Utah Farmers Are Expecting Stricter Hemp Regulations

Dec 11, 2019

The United States Department of Agriculture has proposed new regulations for hemp farmers around the country. Currently there is a comment period going on until December 30 on the proposed regulations. And farmers throughout the country are speaking out on how these regulations could affect their operations.

In the past, it was up to the states to determine how industrial hemp was regulated, however, with the recent proposed USDA regulations, states must comply with a universal set of rules.

Some major points in the proposed rules by USDA include required hemp tests for THC levels within 15 days of harvest, testing must be done by DEA registered labs, farmers will be found for negligence if THC levels exceed .5%, and testing will be done only to the top third of the plant. 

“There’s just a tightening, a compression of the rule set," said Andrew Rigby, director of medical cannabis and industrial hemp program for Utah Department of Agriculture and Food.

"There’s less flexibility, there’s less margin for error which complicates things for cultivators. What the USDA has asked all 50 states to do is submit a proposal of industrial hemp programs they will either approve or not approve," he said "It is the states intention to have an application submitted to the USDA by years end. Our application won’t be proposing to change out program drastically.”

Utah’s rules were set after looking into regulations already put into place by other states. Some regulations that Utah has put into place, such as transport licenses and permits, are going to be part of the new regulation.

According Tom Paskett, the executive director of Utah Cannabis Association, it's hard on the farmer to keep changing up the regulations.
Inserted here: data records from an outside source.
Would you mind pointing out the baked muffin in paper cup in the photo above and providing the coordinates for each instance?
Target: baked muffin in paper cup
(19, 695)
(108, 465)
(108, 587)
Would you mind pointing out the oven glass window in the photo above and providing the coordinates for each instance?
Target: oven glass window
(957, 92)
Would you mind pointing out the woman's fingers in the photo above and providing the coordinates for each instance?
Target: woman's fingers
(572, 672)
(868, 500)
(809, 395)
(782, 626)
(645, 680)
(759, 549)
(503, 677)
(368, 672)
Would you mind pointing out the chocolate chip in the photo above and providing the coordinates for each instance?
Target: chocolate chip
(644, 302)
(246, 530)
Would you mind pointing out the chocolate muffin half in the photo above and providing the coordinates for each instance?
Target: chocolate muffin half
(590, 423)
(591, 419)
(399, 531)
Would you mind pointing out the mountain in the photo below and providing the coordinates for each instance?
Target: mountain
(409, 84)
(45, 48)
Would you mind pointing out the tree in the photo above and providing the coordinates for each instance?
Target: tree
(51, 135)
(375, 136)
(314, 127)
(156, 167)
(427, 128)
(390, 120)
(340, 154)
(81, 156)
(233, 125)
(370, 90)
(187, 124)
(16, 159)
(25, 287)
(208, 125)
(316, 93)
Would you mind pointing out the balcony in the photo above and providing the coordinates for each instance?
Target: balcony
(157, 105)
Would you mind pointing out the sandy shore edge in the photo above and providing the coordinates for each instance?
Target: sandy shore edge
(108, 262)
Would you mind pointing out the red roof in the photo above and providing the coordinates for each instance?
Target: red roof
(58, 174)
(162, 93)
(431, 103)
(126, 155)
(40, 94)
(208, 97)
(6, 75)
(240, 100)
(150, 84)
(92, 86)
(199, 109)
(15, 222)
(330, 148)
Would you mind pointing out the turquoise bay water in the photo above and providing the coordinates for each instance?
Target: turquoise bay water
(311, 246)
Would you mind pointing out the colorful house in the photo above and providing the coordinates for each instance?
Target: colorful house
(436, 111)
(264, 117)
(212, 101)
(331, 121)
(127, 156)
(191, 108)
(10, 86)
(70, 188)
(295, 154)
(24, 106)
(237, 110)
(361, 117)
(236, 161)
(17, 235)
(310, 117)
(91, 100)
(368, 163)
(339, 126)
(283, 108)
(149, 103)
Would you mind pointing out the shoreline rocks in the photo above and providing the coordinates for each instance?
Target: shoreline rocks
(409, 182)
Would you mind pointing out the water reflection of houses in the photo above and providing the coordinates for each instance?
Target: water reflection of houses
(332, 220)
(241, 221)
“All the ambiguity in the changing of rules is only adding a chilling effect on the industry at large,” Paskett said. “When it's so difficult to understand the rules and regulations of the industry that you work in that you can’t sleep at night, people reach a point where 'ok, that not worth it, I’m going to grow tomatoes instead.'”

This year, the number of hemp farmers in Utah that will be affected by the regulation change is estimated to jump from 180 to 250.